Ne jugez pas Gaston Lagaffe et sa pancarte de manif’ “Sieste obligatoire !” Le glandeur culte a certainement tout compris à l’utilité de cette revendication qui ne sert pas seulement à préserver notre santé mais surtout à célébrer notre art du repos. Car dormir c’est ne rien faire, et comme disait la chanson des Olivensteins “Je suis fier de ne rien faire, fier de ne savoir rien faire”.
Sortir du système en pionçant
C’est pas pour se satisfaire d’aphorismes simplistes mais celui-là je vous jure il tient la route : dormir c’est ne pas travailler, ne pas travailler c’est sortir du système capitaliste, sortir du système capitaliste c’est sauver la planète. CQFD. Et voilà vous l’avez votre slogan ! C’était pas si dur de trouver une solution d’avenir simple et peu coûteuse. Certes, on pourrait aussi lui opposer l’utilité productiviste de la sieste qui permet de maximiser ses neurones pour optimiser son temps de travail mais tout est une question de point de vue. En fait, le postulat anti-capitaliste de la sieste s’inscrit dans la nécessaire remise en question du temps de travail et de la productivité de nos sociétés dopées au 3-8 depuis la révolution industrielle.

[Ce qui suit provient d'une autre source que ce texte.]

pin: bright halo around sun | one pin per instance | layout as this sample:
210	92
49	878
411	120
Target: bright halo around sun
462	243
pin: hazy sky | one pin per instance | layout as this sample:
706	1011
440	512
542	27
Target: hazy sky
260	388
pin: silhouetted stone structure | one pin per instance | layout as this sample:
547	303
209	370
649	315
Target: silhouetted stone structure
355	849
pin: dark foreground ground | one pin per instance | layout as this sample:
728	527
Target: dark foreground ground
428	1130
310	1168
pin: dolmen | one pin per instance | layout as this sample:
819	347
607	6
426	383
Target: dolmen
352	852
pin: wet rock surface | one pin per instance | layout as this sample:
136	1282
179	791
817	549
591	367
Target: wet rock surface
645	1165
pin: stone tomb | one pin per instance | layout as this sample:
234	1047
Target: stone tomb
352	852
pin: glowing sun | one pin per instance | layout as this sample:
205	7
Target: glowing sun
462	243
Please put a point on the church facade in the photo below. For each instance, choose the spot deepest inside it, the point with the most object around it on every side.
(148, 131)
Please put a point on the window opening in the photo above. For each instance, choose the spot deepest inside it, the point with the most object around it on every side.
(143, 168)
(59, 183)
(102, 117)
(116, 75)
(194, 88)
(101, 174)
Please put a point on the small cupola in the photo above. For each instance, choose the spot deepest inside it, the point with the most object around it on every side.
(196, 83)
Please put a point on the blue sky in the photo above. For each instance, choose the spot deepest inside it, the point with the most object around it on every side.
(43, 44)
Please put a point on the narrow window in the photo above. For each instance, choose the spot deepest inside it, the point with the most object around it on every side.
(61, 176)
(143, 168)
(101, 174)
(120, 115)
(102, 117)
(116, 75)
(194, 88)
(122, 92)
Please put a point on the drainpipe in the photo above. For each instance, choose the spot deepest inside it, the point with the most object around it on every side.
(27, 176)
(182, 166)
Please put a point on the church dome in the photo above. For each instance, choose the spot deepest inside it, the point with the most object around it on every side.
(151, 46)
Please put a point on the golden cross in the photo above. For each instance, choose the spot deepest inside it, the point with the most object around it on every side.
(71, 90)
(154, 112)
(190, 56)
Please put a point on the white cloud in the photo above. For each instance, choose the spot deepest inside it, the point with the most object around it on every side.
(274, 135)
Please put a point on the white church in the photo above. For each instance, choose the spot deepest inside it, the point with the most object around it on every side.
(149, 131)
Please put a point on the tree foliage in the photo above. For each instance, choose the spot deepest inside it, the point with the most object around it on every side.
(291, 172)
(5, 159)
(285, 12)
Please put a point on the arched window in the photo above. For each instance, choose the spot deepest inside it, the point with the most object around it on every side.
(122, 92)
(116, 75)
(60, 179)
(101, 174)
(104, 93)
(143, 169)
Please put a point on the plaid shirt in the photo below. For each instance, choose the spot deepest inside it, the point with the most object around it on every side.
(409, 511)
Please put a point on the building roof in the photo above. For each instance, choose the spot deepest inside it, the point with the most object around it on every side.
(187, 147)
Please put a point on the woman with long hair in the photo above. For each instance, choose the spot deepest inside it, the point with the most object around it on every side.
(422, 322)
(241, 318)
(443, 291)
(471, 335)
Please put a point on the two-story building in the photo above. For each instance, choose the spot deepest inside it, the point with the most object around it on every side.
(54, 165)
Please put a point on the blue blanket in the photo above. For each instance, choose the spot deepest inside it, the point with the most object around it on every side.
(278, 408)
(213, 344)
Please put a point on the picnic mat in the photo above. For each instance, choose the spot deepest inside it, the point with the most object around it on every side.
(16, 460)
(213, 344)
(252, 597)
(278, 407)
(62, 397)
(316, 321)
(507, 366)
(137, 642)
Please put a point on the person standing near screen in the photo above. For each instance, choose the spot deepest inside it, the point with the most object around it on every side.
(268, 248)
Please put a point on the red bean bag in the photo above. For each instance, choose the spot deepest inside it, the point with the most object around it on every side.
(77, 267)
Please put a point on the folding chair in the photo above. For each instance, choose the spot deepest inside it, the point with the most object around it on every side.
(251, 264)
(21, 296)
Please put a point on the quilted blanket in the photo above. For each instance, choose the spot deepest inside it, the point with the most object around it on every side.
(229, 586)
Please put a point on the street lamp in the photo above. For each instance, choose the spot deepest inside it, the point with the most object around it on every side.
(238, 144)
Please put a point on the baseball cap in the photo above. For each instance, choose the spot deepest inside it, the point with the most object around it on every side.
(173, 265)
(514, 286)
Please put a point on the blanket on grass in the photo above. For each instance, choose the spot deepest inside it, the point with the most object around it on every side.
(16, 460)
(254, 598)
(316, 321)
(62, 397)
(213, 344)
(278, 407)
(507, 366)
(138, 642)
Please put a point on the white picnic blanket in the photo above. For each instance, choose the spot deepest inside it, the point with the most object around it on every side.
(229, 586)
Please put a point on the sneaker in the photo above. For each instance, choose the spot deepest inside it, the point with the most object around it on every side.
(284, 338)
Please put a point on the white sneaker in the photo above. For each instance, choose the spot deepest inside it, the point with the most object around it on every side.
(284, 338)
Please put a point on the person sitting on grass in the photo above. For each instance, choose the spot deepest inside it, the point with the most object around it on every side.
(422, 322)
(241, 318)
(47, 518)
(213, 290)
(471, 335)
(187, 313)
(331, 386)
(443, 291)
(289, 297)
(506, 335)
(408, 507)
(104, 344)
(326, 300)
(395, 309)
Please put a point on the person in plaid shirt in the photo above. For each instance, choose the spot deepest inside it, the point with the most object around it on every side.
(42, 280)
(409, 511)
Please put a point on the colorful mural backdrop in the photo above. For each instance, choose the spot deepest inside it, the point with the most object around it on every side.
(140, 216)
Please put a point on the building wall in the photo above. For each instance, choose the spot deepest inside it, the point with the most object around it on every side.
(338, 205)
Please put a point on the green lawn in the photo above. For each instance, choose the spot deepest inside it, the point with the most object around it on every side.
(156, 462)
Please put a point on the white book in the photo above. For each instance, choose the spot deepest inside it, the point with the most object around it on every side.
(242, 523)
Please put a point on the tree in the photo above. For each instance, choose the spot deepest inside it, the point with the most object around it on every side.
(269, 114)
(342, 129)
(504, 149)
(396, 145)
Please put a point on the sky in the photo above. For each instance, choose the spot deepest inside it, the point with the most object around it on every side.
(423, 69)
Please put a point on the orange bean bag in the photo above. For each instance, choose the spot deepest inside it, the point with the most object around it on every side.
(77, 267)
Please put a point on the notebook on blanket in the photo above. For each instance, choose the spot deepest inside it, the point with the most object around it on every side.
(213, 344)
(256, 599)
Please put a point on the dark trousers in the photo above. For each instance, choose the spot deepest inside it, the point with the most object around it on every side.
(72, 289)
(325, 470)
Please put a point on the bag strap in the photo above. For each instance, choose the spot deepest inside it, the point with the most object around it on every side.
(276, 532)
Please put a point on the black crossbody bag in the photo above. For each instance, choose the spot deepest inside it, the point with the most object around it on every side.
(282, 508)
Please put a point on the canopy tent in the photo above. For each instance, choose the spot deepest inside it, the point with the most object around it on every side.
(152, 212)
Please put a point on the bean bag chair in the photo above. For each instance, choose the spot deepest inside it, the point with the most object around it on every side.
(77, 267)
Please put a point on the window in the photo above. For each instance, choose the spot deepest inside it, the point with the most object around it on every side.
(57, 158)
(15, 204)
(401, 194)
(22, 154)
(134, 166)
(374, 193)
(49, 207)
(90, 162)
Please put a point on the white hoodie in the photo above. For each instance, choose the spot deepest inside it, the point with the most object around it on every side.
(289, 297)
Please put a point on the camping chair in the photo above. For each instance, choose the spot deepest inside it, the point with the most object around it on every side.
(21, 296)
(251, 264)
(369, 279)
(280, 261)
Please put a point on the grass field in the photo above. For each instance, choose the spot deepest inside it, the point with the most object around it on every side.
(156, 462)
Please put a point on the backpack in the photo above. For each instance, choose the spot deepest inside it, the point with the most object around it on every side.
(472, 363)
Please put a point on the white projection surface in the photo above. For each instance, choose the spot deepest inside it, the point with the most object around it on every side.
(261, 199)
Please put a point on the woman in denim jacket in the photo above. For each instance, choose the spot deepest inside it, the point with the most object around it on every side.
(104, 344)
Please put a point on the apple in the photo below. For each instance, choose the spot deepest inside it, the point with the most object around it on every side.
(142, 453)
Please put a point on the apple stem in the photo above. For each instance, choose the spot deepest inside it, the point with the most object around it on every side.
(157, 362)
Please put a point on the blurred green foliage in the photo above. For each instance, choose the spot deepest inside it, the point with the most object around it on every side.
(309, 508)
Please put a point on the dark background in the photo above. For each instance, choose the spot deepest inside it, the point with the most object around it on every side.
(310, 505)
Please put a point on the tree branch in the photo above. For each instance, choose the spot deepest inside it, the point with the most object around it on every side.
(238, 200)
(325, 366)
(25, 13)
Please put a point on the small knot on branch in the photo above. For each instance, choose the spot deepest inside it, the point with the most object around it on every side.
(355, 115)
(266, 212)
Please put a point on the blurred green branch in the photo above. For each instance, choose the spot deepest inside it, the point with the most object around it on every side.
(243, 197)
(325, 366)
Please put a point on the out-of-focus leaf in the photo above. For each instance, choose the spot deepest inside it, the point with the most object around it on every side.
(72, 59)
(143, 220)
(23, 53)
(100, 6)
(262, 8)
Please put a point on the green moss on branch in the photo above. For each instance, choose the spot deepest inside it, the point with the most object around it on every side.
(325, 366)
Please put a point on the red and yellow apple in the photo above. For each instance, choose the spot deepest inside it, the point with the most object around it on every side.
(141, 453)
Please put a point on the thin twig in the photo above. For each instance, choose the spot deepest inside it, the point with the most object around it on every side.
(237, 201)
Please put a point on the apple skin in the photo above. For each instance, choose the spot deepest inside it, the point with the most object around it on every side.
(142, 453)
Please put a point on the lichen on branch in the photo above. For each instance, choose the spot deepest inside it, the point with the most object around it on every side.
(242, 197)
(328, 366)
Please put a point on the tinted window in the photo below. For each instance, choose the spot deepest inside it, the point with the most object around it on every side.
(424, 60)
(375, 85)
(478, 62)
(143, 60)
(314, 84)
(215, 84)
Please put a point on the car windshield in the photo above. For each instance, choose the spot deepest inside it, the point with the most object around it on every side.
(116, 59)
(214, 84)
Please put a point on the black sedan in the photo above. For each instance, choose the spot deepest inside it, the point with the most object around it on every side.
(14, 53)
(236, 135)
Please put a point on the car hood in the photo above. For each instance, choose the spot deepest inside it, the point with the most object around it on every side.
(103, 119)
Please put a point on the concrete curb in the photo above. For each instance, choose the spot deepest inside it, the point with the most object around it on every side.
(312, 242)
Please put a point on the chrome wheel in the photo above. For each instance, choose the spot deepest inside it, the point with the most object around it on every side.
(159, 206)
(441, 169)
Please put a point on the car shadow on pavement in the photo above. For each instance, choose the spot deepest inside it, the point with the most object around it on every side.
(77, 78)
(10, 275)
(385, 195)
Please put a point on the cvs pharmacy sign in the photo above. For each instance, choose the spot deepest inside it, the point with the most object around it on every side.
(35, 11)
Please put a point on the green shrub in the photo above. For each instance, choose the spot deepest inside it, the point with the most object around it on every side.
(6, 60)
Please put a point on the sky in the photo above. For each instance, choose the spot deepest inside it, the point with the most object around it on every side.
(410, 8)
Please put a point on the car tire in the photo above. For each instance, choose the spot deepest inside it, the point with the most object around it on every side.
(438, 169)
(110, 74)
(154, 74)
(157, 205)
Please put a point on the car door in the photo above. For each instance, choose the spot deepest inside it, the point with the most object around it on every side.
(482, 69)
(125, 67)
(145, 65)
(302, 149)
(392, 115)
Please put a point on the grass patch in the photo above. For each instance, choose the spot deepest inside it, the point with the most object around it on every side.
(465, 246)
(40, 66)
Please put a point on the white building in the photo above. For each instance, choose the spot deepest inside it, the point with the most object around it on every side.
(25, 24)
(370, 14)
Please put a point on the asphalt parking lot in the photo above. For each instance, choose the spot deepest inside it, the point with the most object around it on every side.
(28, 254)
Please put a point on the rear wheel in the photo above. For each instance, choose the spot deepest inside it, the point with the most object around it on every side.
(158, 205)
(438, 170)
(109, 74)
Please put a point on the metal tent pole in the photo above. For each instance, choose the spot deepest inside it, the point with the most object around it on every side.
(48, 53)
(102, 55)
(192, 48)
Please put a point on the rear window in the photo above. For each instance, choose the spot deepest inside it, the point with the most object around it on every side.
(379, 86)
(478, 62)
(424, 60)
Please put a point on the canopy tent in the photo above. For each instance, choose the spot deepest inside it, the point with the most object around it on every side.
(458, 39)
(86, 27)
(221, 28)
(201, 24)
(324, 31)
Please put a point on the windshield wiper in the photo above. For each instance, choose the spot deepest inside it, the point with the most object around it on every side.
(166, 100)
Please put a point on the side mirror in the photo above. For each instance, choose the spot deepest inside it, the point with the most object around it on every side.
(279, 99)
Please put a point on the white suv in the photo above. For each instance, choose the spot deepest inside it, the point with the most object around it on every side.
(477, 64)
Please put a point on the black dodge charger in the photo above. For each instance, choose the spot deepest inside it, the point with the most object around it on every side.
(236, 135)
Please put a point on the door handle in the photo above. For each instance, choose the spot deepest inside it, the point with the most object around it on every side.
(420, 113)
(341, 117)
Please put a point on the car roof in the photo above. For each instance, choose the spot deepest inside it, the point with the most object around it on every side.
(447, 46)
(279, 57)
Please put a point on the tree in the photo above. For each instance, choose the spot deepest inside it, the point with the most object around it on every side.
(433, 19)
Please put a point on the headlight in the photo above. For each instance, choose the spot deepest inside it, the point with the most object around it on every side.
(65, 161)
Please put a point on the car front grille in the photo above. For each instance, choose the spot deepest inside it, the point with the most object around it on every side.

Aujourd’hui, on dort de moins en moins. Un rapport de Santé publique France montre qu’on est passé sous la barre des 7 heures de sommeil par nuit en 2017. Pourtant, bien que la durée de sommeil idéale varie d’une personne à l’autre, l’OMS recommande a minima 7 heures par nuit. En cinquante ans, on a ainsi perdu entre une heure et une heure trente de dodo. En effet, on passe de plus en plus de temps sur nos écrans (Tiktok, Insta et Netflix sont nos pires ennemis pour dormir dignement et le pire c’est qu’ils s’en vantent), on vit de plus en plus loin de son travail (donc on rentre plus tard, donc on mange plus tard, donc on se couche plus tard), le volume sonore en milieu urbain, la proportion des travailleurs de nuit est en légère progression (11,1% des actifs en 2023, un chiffre toutefois plus faible qu’avant la pandémie en 2019) ou tout simplement le stress face à toutes ces raisons susmentionnées.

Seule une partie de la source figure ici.